Из других событий этого года стоит назвать, пожалуй, отказ Твардовского печатать в «Новом мире» «Раковый корпус». Начало публикации «Мастера и Маргариты» в журнале «Москва». Приезд Галича в Переделкино. Воспоминания о том, как Галич пел, а Чуковский слушал, оставили Лев Копелев и Раиса Орлова в своей книге «Мы жили в Москве»:
"Переделкино. Дом творчества. У нас в комнате поет Александр Галич. Внезапно входит Корней Иванович. Мы испугались. Ведь песни Галича – их язык, стиль, страсти прямо противоположны всему, что он любит. Но слушал он благодарно, увлеченно. Галич пел «Аве Мария», «Караганда» – тогда только сочиненные. Корней Иванович стал заказывать.
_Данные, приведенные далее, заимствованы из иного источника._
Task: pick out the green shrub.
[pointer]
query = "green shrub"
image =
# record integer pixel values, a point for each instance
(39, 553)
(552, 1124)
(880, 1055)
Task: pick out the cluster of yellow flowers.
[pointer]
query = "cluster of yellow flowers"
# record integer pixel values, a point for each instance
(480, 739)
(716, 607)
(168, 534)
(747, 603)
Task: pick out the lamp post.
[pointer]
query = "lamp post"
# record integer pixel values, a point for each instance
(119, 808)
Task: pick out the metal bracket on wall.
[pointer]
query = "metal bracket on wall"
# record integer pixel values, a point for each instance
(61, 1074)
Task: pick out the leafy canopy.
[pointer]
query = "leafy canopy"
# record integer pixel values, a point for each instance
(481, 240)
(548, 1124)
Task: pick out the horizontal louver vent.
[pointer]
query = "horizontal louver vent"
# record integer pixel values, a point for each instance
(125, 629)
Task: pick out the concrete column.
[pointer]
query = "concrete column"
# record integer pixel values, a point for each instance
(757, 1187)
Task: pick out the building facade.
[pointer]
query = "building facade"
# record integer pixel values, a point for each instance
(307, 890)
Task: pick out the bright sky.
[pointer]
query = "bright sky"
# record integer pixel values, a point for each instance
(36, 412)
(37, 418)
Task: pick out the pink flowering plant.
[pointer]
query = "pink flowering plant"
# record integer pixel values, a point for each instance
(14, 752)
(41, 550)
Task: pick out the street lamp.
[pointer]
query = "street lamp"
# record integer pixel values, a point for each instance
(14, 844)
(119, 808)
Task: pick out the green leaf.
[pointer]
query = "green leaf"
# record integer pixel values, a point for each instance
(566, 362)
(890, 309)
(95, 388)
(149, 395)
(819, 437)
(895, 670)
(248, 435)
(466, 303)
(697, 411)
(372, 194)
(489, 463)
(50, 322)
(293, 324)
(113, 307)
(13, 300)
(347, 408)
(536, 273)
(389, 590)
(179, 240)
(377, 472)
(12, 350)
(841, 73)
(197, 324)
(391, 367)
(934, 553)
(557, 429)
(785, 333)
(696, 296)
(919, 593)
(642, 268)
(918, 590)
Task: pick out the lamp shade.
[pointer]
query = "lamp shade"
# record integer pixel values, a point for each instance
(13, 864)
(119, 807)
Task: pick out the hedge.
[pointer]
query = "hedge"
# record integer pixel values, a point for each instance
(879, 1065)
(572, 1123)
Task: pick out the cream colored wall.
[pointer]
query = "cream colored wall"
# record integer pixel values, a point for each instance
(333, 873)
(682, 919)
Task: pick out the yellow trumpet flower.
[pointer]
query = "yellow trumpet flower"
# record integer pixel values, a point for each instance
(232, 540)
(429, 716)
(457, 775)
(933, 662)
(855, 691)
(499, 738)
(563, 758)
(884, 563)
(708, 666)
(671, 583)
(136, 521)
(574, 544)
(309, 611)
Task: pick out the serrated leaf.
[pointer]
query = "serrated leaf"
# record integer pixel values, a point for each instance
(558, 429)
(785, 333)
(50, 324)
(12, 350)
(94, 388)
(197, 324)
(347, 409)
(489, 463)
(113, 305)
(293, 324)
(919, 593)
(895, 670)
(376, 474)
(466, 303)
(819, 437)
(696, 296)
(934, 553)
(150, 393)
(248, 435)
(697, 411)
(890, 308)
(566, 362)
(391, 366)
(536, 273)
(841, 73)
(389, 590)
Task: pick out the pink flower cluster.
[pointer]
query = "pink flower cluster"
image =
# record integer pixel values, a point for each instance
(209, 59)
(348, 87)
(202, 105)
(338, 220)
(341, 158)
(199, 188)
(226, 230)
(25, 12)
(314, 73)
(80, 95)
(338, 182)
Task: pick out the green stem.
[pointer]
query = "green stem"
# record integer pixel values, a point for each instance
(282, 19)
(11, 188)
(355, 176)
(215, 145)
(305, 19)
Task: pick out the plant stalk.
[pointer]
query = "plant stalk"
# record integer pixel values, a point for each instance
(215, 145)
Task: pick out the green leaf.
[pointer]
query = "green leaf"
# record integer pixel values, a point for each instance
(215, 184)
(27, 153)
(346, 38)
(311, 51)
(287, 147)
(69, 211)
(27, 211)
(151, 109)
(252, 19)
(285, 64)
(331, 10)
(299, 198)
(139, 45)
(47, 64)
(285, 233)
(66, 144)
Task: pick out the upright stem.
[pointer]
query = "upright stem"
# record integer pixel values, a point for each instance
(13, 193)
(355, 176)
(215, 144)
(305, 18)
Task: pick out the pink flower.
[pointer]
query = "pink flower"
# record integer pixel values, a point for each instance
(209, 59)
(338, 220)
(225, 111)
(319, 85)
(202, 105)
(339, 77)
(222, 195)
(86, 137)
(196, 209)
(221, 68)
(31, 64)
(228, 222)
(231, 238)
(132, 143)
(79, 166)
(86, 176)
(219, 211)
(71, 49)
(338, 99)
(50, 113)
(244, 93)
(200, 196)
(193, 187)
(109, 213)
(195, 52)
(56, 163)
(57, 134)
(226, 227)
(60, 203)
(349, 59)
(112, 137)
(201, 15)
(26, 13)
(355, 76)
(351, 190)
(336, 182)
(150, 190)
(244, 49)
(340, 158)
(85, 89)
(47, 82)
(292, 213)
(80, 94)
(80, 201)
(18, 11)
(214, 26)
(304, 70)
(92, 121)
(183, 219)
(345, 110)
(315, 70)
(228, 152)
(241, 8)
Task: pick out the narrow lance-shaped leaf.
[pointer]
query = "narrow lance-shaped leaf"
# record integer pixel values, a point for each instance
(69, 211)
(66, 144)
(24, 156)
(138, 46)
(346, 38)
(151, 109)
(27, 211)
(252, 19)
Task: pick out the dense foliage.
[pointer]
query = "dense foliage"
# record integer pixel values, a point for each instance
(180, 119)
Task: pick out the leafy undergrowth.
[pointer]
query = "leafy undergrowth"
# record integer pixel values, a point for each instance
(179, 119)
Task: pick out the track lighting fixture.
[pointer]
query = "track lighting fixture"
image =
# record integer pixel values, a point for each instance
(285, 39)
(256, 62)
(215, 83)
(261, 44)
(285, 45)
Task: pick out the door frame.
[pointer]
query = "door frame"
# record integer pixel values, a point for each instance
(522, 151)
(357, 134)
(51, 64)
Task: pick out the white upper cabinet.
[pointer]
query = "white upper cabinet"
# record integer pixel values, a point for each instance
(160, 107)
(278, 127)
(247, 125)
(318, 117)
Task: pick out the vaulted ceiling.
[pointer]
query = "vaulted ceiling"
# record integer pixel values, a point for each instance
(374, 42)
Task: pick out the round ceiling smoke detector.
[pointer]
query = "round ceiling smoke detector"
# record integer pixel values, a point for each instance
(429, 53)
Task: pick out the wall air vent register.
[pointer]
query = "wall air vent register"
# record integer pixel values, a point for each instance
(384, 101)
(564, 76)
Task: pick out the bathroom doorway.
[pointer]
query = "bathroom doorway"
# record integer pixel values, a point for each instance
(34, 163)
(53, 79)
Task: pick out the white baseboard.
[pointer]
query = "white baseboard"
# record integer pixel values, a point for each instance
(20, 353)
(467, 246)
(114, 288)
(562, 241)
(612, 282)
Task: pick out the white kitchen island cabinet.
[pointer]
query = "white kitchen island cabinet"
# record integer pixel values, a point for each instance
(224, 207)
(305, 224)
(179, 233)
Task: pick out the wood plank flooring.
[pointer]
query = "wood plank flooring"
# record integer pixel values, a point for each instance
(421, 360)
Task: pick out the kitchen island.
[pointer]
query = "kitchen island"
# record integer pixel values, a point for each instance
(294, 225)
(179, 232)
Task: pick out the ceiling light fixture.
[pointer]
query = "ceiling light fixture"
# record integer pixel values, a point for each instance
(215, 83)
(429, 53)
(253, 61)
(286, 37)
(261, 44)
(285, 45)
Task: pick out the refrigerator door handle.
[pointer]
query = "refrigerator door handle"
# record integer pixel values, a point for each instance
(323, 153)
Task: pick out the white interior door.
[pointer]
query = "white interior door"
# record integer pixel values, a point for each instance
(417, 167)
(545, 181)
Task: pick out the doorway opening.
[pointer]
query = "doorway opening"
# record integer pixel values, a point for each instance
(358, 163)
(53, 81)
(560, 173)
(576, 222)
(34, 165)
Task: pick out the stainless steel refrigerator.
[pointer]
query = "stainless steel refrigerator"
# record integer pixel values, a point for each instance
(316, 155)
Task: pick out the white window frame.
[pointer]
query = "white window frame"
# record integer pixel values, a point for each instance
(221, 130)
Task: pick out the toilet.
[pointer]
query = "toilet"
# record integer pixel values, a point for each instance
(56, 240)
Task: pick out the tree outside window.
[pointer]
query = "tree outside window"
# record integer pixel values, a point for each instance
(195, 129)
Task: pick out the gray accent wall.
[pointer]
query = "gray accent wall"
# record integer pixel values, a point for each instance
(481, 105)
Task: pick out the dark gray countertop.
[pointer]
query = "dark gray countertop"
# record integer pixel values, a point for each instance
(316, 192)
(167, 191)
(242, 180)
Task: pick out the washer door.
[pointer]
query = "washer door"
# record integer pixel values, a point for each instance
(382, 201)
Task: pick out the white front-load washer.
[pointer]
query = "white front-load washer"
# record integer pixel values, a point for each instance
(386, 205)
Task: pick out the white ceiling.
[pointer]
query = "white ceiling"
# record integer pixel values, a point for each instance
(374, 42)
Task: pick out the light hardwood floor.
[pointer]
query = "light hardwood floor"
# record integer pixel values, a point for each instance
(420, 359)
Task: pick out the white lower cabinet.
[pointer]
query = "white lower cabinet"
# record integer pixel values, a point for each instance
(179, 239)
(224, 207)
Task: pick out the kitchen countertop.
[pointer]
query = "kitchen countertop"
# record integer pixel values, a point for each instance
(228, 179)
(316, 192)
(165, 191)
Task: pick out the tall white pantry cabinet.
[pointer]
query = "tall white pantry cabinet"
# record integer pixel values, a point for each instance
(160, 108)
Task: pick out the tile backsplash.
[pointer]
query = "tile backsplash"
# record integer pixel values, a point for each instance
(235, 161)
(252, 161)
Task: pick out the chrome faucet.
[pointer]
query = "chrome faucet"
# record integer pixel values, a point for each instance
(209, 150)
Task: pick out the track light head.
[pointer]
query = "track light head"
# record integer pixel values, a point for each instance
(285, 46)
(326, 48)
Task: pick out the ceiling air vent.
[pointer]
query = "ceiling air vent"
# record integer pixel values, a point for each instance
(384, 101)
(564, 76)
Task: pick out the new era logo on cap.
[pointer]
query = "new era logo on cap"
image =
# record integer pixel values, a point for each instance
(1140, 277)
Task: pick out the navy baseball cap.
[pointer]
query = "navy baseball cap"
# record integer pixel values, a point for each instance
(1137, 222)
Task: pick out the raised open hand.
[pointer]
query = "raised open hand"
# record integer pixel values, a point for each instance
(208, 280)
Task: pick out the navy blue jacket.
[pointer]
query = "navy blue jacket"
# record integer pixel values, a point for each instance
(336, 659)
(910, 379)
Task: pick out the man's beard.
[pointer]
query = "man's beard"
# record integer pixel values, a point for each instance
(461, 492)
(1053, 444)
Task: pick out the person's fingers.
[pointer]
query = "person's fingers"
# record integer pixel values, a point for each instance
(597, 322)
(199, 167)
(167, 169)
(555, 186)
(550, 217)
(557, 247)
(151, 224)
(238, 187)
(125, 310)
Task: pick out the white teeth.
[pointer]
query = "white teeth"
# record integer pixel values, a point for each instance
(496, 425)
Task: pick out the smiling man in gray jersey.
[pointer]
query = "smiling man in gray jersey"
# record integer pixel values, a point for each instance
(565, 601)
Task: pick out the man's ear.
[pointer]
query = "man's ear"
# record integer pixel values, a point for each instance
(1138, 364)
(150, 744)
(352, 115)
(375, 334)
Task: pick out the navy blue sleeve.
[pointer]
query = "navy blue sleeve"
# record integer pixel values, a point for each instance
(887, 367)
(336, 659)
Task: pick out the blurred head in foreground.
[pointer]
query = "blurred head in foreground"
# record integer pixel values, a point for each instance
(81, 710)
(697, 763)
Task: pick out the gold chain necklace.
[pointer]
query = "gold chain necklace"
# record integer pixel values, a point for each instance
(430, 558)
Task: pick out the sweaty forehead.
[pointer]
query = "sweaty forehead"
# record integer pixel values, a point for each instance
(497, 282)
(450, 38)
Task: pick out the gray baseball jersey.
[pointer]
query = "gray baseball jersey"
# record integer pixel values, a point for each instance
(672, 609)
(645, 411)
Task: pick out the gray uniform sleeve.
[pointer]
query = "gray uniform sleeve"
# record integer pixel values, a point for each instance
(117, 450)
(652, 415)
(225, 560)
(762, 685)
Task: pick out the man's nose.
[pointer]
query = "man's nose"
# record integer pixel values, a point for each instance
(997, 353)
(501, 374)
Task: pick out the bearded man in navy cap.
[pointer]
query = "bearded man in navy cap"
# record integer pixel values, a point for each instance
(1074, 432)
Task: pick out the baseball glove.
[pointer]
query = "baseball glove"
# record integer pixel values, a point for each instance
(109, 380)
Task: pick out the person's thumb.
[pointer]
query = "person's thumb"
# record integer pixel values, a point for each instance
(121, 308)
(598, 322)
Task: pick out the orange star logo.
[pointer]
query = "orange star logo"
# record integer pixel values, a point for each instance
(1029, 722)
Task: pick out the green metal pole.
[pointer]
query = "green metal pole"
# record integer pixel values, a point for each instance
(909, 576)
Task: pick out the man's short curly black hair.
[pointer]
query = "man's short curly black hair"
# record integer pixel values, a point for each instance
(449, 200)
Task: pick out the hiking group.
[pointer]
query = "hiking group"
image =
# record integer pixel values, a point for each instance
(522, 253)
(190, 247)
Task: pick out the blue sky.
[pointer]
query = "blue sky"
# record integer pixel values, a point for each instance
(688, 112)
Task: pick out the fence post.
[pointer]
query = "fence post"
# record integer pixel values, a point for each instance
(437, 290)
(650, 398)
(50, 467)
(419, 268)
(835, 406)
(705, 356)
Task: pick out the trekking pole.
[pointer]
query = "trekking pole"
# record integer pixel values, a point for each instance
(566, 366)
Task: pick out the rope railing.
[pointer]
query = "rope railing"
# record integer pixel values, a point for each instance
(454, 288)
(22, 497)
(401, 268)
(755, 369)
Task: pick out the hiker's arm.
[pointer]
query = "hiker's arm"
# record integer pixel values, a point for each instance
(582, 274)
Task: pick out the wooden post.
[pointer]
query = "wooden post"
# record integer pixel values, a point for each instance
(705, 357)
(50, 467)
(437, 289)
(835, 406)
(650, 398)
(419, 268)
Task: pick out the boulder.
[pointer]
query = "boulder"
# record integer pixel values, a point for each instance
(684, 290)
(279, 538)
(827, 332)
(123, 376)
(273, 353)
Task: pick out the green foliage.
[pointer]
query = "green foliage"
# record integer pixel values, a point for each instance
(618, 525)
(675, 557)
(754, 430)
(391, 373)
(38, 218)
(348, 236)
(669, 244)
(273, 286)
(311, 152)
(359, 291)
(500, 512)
Оказалось, что раньше он уже слышал пленки. Весело повторял:
И пригласил Галича петь у него в доме. Концерт состоялся через несколько дней.
Удивительно: ведь у Галича современный, сверхсовременный язык. Сиюминутный. Чуковский живет на земле девятый десяток лет. Как за это время изменились слова, лексика, интонация. Казалось бы, все это должно быть чужим. Отчасти и раздражающим. И реалии неведомые: можно поручиться, что К. И. и не видел никогда, как «соображают на троих»…
Но он воспринимает каждое слово, выделяет то, единственное, избранное из сотен тысяч, найденное. Он схватывает полифонию галичевских песен, оттенки значений сразу, мгновенно.
И еще – для К. И. слово Галича вкусно. Он его смакует, пробует на зуб, воспринимает чувственно, не только головой, душой, сердцем, даже пальцами. Своими удивительными, длинными пальцами как бы ощупывает, проводит по буграм, по извилинам, по всем многозначьям слова… Вскакивает. Вскрикивает. Смеется. Темнеет.
Чуковский подарил Галичу свою книгу и надписал: «Ты, Моцарт, Бог, и сам того не знаешь…»
Вскоре после этого тот под хмельком пришел к Чуковскому просить коньячку – и был попросту выставлен.
– Не смейте приходить ко мне пьяным".
В шестидесятых Чуковский весной и осенью ложился в больницу или отдыхал в санатории. Обычный его образ жизни и круг общения резко отличались от больничного и санаторского – и всякий раз он испытывал культурный шок от общения с народом и его вельможными слугами.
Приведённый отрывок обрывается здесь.